Item 1.01 Entry Into a Material Definitive Agreement.
Membership Interest Purchase Agreement
On May 31, 2019 (the “Closing Date”), the entered into that certain MIPA with Path UX and its three (3) members (the “Members”) whereby the Company purchased from the Members all of the issued and outstanding membership interests (the “Membership Interests”) of Path UX for the aggregate purchase price of Three Million Five Hundred Thousand ($3,500,000) payable as follows: (i) the Company issued on the Closing Date Seventy Million (70,000,000) restricted shares of the Company’s common stock at a price of $0.05 per share (the “Shares”); (ii) ninety days from the Closing Date, the Company shall owe One Million Dollars ($1,000,000.00) to the Members as the initial payment installment (“Initial Payment Installment”), provided however, the ninety (90) day Initial Payment Installment due date may be extended at the Company’s sole election for up to three (3) thirty (30) day periods upon (a) ten (10) days’ notice and the payment of an additional Seventy Five Thousand Dollars ($75,000.00) upon the expiration of the first thirty day extended period, (b) ten (10) days’ notice and the payment of an additional One Hundred Thousand Dollars ($100,000.00 ) ($75,000.00 + $25,000.00) upon the expiration of the second thirty day extended period and (c) ten (10) days’ notice and a payment of an additional One Hundred Twenty Five Thousand Dollars ($125,000.00) ($100,000.00 + $25,000.00); (iii) the Company will issue a subordinated convertible term note (“Promissory Note”) in the total principal amount of Two Million Dollars ($2,000,000.00) in favor of the Members pursuant to their respective prior Membership Interests.

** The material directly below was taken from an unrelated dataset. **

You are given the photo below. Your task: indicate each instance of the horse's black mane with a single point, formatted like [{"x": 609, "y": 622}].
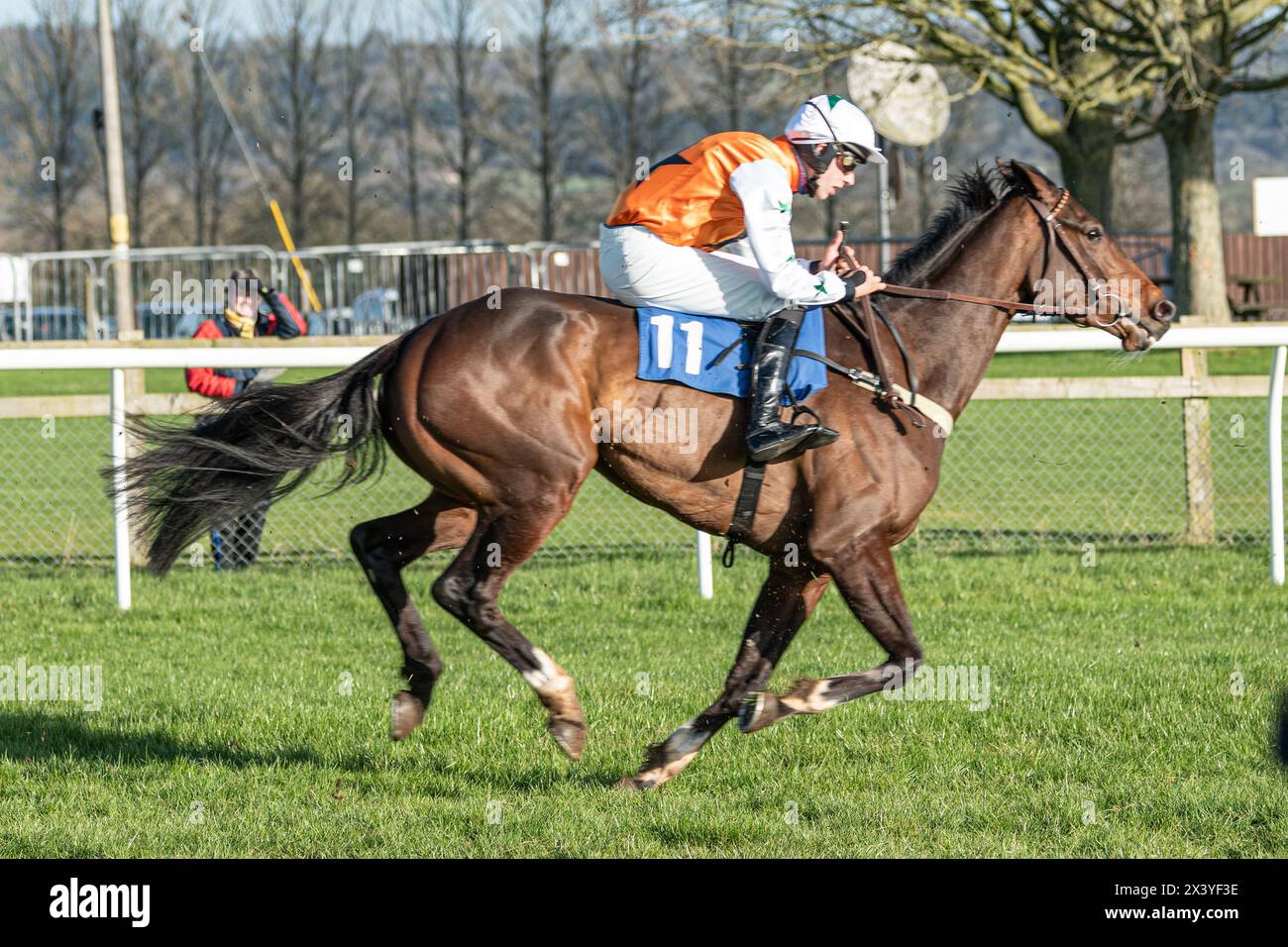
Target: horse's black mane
[{"x": 975, "y": 192}]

If the Company fails to pay the Initial Payment Installment in full after One Hundred Eighty (180) days, the Company will be considered to be in default pursuant to the Security Agreement.
Promissory Note
The Promissory Note will amortize over a two-year period with payments starting six months after the Closing Date, and will accrue interest at the rate of eight percent (8%) per annum. In the event the Company fails to make any payment due pursuant to the Promissory Note and the Company fails to cure the delinquent payment during a thirty (30) day grace period, the Company shall be in default of the Promissory Note and the MIPA, and the Members shall have the right to declare a default whereupon the Company shall be required to immediately return to the Members 100% of the Membership Interests. The Members will have the right to convert to the shares of the Company every quarter at a ten percent (10%) discount to the market price of the common stock based upon the 10 day trailing average of the price of the common stock. The Promissory Note may also be prepaid without penalty to the Company.
Security Agreement
In connection with the sale and purchase of the Membership Interests, the Company and the Members entered into a security agreement in favor of the Members (the “Security Agreement”). The promise by the Company to pay the Members via the Promissory Note is secured by the all of the Membership Interests as defined in the Security Agreement. Additionally, the Shares were issued as collateral and will be returned to the Company once PathUX receives the Initial Installment Payment.
The foregoing descriptions of the MIPA, Promissory Note and Security Agreement do not purport to be complete and are qualified in their entirety by their full text, which are filed hereto as Exhibits 10.1, 10.2 and 10.3, respectively and incorporated herein by reference.
On June 3, 2019, the Company issued a press release announcing the closing of the MIPA (the “Press Release”). A copy of the Press Release is attached as Exhibit 99.1 hereto.